Les manœuvres se jetèrent aussitôt à l’eau avec leur sagaie, utilisée comme une brochette, pour récupérer les poissons et les ramener au bord. Nous vîmes alors André Noesmen, dans le plus simple appareil, rejoindre les manœuvres et, excellent nageur, les battre de vitesse et capturer le plus grand nombre de poissons, à l’étonnement admiratif des Africains présents. L’un d’eux me dit alors : »Oh !pâtrron, mo ba, boundjou so, boundjou so, ol yeke n’gangou mingui, mingui !, »c’est à dire: « Oh ! patron, tu vois, ce Blanc là, ce Blanc là, il est vraiment trop fort ! « 

De retour au camp, nous apprîmes que l’état du malade s’était amélioré. Et, le soir même, li avait repris son état normal, comme si rien ne s’était passé ! Que penser de cette maladie annoncée et de cette rapide guérison ? D’abord, il faut savoir que les moustaches de

léopard coupées en petits segments mélangés à la nourriture peuvent provoquer des perforations intestinales et de graves hémorragies parfois mortelles. Cela est bien connu dans toute l’Afrique noire. Il faut savoir aussi que, pour beaucoup d’Africains, la maladie et la mort naturelles n’existent pas, mais résultent d’un mauvais sort ou d’un empoisonnement. Dans le cas qui nous intéresse, s’agit-il d’un phénomène d’autosuggestion ? Cela s’est vu ! S’agit-il d’une intervention extérieure, celle d’un sorcier par exemple, en vue de nous impressionner et d’obtenir gain de cause ?

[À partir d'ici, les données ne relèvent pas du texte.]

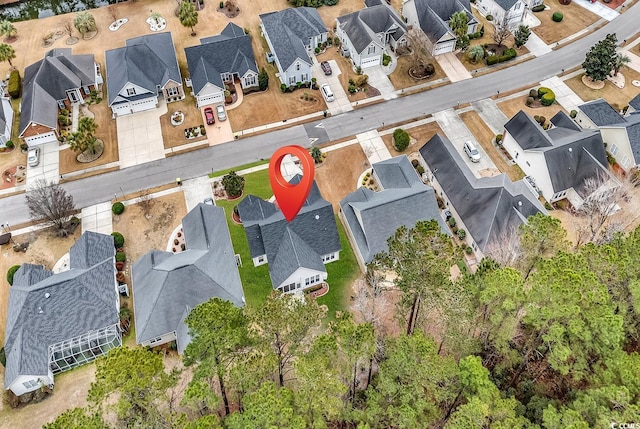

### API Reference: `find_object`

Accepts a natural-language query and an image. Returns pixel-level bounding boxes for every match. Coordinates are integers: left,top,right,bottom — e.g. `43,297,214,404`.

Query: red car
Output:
204,107,216,125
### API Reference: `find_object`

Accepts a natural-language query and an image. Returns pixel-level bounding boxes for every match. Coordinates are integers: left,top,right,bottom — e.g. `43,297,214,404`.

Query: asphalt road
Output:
0,2,640,225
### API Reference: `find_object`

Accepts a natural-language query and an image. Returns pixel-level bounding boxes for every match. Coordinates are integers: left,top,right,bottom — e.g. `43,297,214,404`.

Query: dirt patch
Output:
113,191,187,262
532,1,600,45
315,143,369,213
498,94,568,119
381,121,444,157
564,66,640,110
459,110,524,182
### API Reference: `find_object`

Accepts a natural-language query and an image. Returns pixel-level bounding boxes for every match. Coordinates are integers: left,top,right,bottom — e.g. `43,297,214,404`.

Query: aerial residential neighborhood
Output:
0,0,640,429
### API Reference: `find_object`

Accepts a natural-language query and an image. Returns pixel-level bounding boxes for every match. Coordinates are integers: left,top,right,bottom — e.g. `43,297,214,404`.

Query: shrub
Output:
7,70,20,98
393,128,410,152
111,201,124,215
7,265,21,286
540,92,556,106
111,232,124,249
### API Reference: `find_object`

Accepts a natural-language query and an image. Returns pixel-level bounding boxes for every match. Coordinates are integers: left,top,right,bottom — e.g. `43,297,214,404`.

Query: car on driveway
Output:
320,61,331,76
216,104,227,121
27,147,40,167
464,141,480,162
204,107,216,125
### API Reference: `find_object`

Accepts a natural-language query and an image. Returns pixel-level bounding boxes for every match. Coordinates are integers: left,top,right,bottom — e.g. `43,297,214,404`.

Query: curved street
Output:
0,2,640,225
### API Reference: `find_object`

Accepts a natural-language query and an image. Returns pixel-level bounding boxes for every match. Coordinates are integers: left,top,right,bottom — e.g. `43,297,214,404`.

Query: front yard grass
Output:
531,1,600,45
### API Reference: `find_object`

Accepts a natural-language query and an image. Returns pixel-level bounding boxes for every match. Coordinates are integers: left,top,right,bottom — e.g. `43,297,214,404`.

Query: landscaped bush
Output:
111,201,124,215
7,265,20,285
7,70,20,98
393,128,411,152
111,232,124,249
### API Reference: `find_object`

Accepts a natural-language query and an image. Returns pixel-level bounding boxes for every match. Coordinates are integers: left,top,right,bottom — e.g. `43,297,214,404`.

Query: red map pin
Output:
269,146,314,222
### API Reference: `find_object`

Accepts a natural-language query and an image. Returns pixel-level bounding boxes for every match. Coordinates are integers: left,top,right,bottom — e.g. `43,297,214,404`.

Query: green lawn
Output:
216,168,360,319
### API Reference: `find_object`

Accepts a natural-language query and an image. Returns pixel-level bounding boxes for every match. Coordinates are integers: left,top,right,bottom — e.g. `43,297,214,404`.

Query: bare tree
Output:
26,179,75,237
493,13,511,46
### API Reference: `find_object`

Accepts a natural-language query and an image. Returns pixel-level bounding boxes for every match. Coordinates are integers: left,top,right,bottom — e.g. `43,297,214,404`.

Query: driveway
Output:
434,52,471,82
433,109,499,177
312,59,353,116
116,100,167,168
362,66,398,100
26,141,60,189
200,104,233,146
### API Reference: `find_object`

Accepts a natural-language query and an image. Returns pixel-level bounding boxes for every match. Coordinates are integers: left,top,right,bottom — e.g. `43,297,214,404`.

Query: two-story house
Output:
184,22,259,107
19,48,102,146
336,0,407,68
260,7,327,86
105,33,184,117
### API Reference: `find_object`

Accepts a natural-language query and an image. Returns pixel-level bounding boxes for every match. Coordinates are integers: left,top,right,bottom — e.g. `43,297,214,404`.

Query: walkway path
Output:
540,76,584,112
434,52,472,82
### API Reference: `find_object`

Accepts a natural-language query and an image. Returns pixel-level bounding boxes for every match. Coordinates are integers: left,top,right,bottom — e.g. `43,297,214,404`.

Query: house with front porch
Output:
502,110,618,208
184,22,259,107
260,7,328,86
402,0,478,55
18,48,102,146
336,2,407,68
105,32,185,118
238,175,341,293
4,231,122,396
420,134,547,260
132,203,245,353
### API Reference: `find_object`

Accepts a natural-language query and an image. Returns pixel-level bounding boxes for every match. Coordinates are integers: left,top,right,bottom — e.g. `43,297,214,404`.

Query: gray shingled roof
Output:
260,7,327,70
184,23,258,94
505,110,607,195
20,48,96,135
415,0,477,43
338,4,407,53
238,175,341,288
4,231,120,388
340,155,449,263
133,203,244,347
420,134,546,252
578,98,624,127
105,32,182,106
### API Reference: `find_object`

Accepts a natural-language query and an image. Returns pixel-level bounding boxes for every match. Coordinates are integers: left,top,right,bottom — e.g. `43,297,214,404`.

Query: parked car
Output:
464,141,480,162
320,83,335,102
216,104,227,121
204,107,216,125
320,61,331,76
27,147,40,167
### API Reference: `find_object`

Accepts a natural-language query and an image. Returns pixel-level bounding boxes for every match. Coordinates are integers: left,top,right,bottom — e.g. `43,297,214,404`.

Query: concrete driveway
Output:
313,56,353,116
26,141,60,189
200,104,233,146
116,100,167,168
433,109,499,177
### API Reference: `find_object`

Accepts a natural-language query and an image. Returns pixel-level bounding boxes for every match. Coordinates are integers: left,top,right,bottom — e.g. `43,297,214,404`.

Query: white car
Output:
320,83,336,102
464,142,480,162
27,147,40,167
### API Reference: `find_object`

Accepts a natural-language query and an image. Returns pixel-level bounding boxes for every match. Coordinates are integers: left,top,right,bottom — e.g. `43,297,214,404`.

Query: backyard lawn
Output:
216,170,360,319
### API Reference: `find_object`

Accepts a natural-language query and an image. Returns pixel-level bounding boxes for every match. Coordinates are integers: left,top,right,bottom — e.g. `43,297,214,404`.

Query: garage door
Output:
360,57,380,68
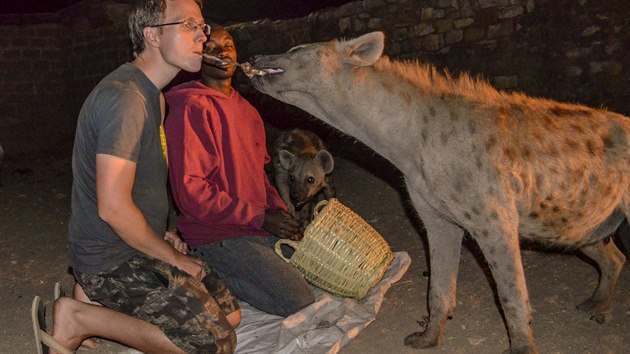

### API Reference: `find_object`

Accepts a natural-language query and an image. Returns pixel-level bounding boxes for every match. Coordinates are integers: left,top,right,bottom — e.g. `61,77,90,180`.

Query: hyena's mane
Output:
374,56,592,112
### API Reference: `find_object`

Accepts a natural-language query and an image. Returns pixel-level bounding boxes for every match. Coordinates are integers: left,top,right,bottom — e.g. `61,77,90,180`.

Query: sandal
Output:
31,296,74,354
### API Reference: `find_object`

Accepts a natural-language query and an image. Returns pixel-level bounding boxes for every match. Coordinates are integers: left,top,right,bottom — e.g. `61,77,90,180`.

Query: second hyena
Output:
252,32,630,353
272,129,335,226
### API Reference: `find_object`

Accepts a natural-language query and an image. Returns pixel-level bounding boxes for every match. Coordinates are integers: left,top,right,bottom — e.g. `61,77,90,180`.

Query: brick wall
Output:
0,0,630,158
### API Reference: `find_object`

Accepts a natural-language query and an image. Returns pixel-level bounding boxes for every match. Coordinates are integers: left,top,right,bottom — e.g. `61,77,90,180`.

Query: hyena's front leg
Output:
405,193,464,348
578,239,626,323
469,217,538,354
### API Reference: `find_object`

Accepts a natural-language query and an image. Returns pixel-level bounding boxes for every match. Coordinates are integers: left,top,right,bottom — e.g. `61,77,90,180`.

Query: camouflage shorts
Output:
75,256,238,353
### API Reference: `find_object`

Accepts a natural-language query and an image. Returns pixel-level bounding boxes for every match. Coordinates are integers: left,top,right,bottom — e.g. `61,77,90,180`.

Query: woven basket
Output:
276,198,394,300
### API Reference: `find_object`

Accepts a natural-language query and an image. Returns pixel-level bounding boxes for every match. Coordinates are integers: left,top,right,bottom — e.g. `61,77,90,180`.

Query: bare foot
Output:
49,297,90,354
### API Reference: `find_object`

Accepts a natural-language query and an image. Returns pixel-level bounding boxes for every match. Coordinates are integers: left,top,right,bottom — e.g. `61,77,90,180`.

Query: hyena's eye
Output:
287,44,305,53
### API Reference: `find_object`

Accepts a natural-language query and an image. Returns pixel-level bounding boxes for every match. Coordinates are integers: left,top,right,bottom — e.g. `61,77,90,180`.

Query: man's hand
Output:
164,231,188,254
173,255,206,280
263,209,304,241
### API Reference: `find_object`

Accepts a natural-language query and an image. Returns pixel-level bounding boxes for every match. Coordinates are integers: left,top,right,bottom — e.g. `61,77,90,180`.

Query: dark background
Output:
0,0,350,22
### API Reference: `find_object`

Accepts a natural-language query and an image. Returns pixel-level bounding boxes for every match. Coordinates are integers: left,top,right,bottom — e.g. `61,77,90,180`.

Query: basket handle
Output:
313,199,328,218
276,239,298,263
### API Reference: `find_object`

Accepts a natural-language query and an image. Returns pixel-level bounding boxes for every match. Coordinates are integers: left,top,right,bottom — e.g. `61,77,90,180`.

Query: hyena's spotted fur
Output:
253,32,630,353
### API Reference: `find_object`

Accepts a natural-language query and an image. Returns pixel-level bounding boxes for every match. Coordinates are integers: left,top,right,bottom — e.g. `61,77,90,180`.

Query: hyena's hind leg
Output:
577,211,626,323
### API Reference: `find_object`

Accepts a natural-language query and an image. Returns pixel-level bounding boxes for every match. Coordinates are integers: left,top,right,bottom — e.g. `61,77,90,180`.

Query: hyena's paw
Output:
405,332,439,349
503,347,538,354
577,298,612,323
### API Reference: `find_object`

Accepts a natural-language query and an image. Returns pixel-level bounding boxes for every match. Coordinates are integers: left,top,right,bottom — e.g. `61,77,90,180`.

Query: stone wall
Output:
0,0,630,158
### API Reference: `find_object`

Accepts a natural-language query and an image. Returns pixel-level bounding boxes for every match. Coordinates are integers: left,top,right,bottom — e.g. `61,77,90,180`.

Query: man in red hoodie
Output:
165,26,315,317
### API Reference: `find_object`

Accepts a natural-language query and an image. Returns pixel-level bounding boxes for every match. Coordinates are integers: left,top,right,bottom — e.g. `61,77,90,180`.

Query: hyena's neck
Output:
321,68,453,172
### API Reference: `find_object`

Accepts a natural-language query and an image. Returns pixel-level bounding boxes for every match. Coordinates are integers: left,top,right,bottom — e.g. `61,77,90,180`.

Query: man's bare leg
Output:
72,282,102,349
50,297,184,354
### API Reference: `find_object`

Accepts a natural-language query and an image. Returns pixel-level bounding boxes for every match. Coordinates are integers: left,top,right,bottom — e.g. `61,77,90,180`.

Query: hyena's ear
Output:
278,150,297,171
339,32,385,66
315,150,335,174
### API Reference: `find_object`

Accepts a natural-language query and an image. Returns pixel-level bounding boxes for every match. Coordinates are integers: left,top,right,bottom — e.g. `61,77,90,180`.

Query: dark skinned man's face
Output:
201,29,237,80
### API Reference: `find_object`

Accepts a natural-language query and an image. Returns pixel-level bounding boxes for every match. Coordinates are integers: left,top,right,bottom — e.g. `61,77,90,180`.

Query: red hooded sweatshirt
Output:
164,81,287,246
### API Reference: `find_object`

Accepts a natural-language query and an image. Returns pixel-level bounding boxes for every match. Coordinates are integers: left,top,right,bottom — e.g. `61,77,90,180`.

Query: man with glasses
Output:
33,0,240,353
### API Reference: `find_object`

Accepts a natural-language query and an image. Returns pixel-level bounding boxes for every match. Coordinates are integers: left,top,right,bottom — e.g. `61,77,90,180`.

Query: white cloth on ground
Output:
236,252,411,354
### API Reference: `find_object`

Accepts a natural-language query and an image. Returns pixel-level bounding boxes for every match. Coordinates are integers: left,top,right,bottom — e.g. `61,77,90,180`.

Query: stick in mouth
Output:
201,53,284,79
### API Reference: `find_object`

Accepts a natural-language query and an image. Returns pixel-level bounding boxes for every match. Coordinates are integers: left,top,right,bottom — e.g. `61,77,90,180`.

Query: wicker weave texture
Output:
276,198,394,300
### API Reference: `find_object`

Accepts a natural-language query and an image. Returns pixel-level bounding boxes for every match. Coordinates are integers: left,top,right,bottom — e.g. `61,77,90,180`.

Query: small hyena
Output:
272,129,334,226
252,32,630,353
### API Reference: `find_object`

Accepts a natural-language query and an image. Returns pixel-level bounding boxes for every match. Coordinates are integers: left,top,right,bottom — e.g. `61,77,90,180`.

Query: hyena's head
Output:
252,32,385,124
278,150,334,210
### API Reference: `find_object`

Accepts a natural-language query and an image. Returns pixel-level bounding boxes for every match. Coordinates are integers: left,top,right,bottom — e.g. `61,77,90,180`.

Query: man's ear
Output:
142,27,160,47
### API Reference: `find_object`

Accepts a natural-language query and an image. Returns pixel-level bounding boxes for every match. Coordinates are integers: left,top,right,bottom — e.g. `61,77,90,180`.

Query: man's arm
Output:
96,154,205,279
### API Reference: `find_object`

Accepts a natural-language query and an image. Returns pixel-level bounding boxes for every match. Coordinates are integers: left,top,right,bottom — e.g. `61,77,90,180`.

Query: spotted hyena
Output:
252,32,630,353
272,129,335,226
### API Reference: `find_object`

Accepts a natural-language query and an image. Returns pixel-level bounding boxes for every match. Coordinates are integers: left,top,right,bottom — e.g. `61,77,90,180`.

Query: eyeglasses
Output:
148,20,212,36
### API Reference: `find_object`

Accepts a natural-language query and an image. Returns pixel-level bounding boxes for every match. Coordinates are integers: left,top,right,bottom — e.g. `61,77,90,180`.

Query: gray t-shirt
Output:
68,63,168,274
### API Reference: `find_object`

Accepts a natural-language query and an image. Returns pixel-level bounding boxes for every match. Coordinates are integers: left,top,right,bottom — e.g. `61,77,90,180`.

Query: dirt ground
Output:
0,140,630,354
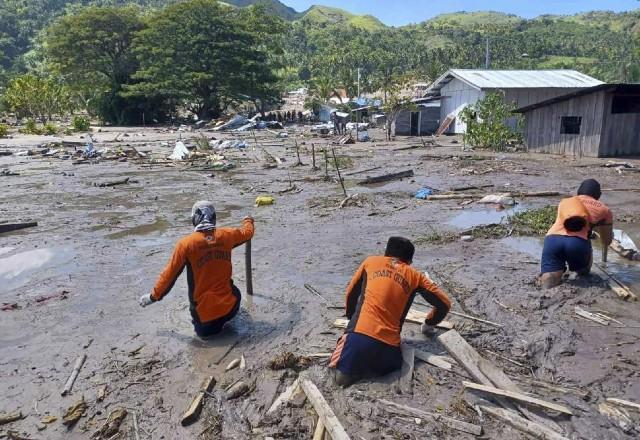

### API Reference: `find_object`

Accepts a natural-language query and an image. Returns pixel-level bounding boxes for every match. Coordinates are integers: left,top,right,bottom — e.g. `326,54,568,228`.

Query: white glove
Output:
140,293,155,307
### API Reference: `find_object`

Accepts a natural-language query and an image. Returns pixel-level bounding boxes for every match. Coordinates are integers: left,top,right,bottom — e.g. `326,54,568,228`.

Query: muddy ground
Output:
0,127,640,440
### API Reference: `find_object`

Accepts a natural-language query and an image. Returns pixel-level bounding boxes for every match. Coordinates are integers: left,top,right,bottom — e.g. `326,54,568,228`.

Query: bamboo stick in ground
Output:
61,353,87,396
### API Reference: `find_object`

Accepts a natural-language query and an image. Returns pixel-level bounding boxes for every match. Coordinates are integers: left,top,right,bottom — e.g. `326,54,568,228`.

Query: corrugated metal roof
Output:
427,69,604,93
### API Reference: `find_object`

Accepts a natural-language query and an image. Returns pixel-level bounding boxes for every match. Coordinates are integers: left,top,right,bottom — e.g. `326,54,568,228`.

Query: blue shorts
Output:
329,333,402,377
540,235,592,273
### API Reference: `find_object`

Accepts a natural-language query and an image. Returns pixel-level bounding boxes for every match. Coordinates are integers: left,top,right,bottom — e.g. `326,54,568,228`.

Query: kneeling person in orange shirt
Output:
329,237,451,387
140,201,254,337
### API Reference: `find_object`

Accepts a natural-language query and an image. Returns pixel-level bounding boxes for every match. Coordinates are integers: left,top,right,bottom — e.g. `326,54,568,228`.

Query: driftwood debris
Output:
61,353,87,396
358,170,413,185
0,222,38,234
93,177,133,188
478,405,568,440
91,408,127,440
180,376,216,426
0,411,22,425
267,378,302,414
300,378,349,440
414,348,452,370
398,344,415,394
378,399,482,435
462,381,573,415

Pour ma part, je pencherais plutôt pour cette dernière hypothèse : le sorcier a le pouvoir de tuer comme de guérir. D’ailleurs, el même terme sangho, « yoro, « désigne à la fois le poison et le médicament. Le sorcier est l’homme qui, à la demande, délivre le yoro ! Peut- être y avait-il parmi les manœuvres ou dans le village voisin un sorcier qui aurait pu provoquer cette maladie et cette guérison rapide ? C’était l’Afrique et c’était li y a 45 ans !

En terminant ce récit, je voudrais dire à l’intention des lecteurs qui pourraient être portés à penser que notre réunion na’ été qu’une aimable réunion de camarades, consacrée à la chasse, à la pêche et au folklore. En fait, l’agrément des retrouvailles ne nous a pas fait perdre de vue l’objectif de notre rassemblement. En dehors des évènements cités, les quelques heures consacrées au travail en commun et à la confrontation de nos idées et de nos hypothèses, nous ont permis de nous mettre d’accord sur la terminologie et la chronologie probables des différentes séries métamorphiques et des granites, ce qui, on voudra bien le reconnaître, n’est pas sans intérêt pour des géologues travaillant dans la même région et désireux de se comprendre!